- Born: Robert Castleberry August 10, 1929 Denton, TX
- Died: October 21, 2004 (aged 75) Denton, TX
- Known for: Winning lottery, Former mayor of Denton, TX

= Bob Castleberry =

Bob Castleberry (August 10, 1929 – October 21, 2004) was a former contest winner and the former mayor of Denton, Texas. Less than a year previous to his election, Castleberry won the Publishers Clearing House $10 million sweepstakes.

== Early life ==
Castleberry was born in 1929 in Denton, Texas to parents Claude and Isla Castleberry. His father, Claude served on the city council of Denton from 1929 to 1930 and again in the 1950s. Previous to winning the lottery Castleberry worked in sales and was planning to retire at the age of 62 before winning the sweepstakes at age 59.

== Sweepstakes win ==
In March 1989, Castleberry won the Publishers Clearing House sweepstakes jackpot of $10 million. Castleberry had been entering the sweepstakes every year since 1967. The winning numbers were broadcast on TV that evening. To ensure Castleberry was in front of the TV to see the numbers he was lured into watching television for a promised $200 reward for evaluating advertisements.

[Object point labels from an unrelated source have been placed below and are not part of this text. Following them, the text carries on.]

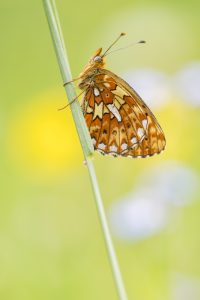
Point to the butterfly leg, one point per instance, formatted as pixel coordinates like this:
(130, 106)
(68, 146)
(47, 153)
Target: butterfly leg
(71, 81)
(71, 101)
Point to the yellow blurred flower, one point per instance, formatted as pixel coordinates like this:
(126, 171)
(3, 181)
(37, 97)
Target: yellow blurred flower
(42, 139)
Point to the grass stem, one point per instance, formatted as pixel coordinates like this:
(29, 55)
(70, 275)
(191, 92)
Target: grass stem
(85, 140)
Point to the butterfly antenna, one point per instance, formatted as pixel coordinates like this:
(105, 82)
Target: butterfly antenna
(122, 34)
(139, 42)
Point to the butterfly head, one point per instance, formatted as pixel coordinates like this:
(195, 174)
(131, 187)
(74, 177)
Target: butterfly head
(95, 62)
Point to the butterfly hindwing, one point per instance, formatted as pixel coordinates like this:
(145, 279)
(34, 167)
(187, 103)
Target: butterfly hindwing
(119, 121)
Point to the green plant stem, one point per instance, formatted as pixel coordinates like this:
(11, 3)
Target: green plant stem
(84, 137)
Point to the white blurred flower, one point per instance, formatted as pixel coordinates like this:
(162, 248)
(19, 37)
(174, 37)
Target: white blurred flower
(171, 182)
(146, 210)
(187, 83)
(153, 86)
(138, 218)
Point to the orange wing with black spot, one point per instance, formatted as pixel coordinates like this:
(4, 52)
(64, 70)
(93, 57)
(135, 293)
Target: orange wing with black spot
(119, 121)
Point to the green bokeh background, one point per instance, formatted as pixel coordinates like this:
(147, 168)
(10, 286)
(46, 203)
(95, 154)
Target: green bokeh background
(51, 246)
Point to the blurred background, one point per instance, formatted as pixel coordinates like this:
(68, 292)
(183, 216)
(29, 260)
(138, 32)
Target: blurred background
(51, 245)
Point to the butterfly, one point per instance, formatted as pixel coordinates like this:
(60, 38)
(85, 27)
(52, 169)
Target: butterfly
(119, 122)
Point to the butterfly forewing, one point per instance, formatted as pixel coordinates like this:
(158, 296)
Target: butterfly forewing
(119, 121)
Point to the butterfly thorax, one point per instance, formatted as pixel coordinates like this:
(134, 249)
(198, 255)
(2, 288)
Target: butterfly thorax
(95, 63)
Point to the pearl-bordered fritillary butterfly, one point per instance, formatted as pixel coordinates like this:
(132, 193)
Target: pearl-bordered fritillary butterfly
(119, 122)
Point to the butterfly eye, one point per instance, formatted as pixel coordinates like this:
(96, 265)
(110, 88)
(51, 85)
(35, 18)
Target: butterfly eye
(97, 58)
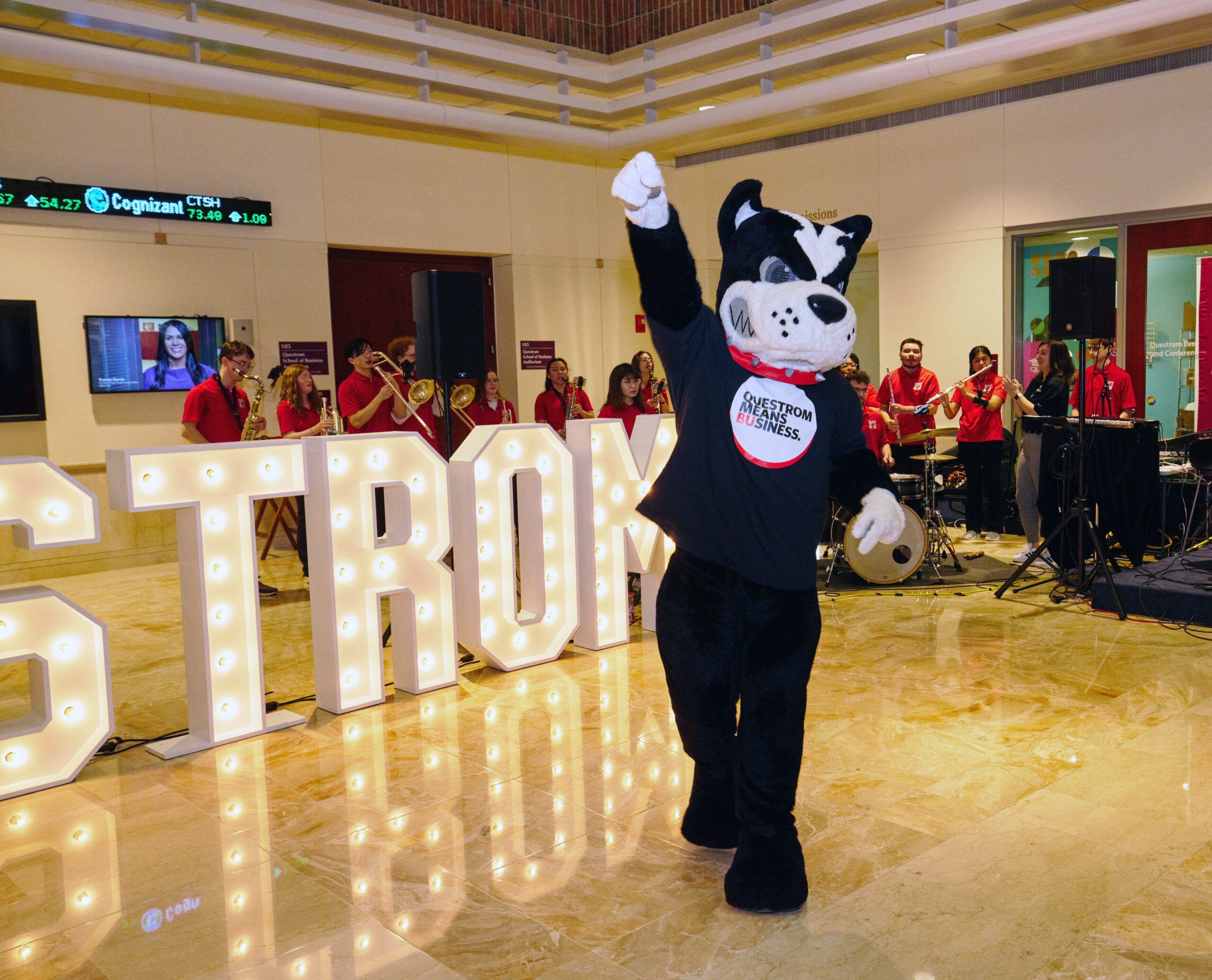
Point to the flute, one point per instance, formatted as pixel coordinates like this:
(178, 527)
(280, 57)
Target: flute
(921, 410)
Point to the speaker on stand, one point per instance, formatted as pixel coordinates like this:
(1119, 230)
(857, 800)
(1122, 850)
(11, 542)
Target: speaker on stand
(447, 313)
(1081, 307)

== Mayoral race and election ==
In January 1990, less than a year after winning the sweepstakes, Castleberry announced that he would be running for mayor of his hometown of Denton, TX. Castleberry cited his father's involvement with the city as a reason for choosing to run. Castleberry received plenty of exposure on television during the campaign due to being part of Publisher's commercials announcing the winner which helped boost his visibility to voters. He beat two-term incumbent Ray Stephens 50 percent to 45 and entered office in May 1990. Castleberry served as mayor until 1996.

== Later life and death ==
In addition to purchasing a Rolls-Royce and two ranches, Castleberry started scholarships in the name of his parents and brother at three Texas universities: Texas A&M University, University of North Texas and Texas Woman's University. The latter two universities are both situated in Denton. Castleberry continued to live in Denton until his death from natural causes in October 2004.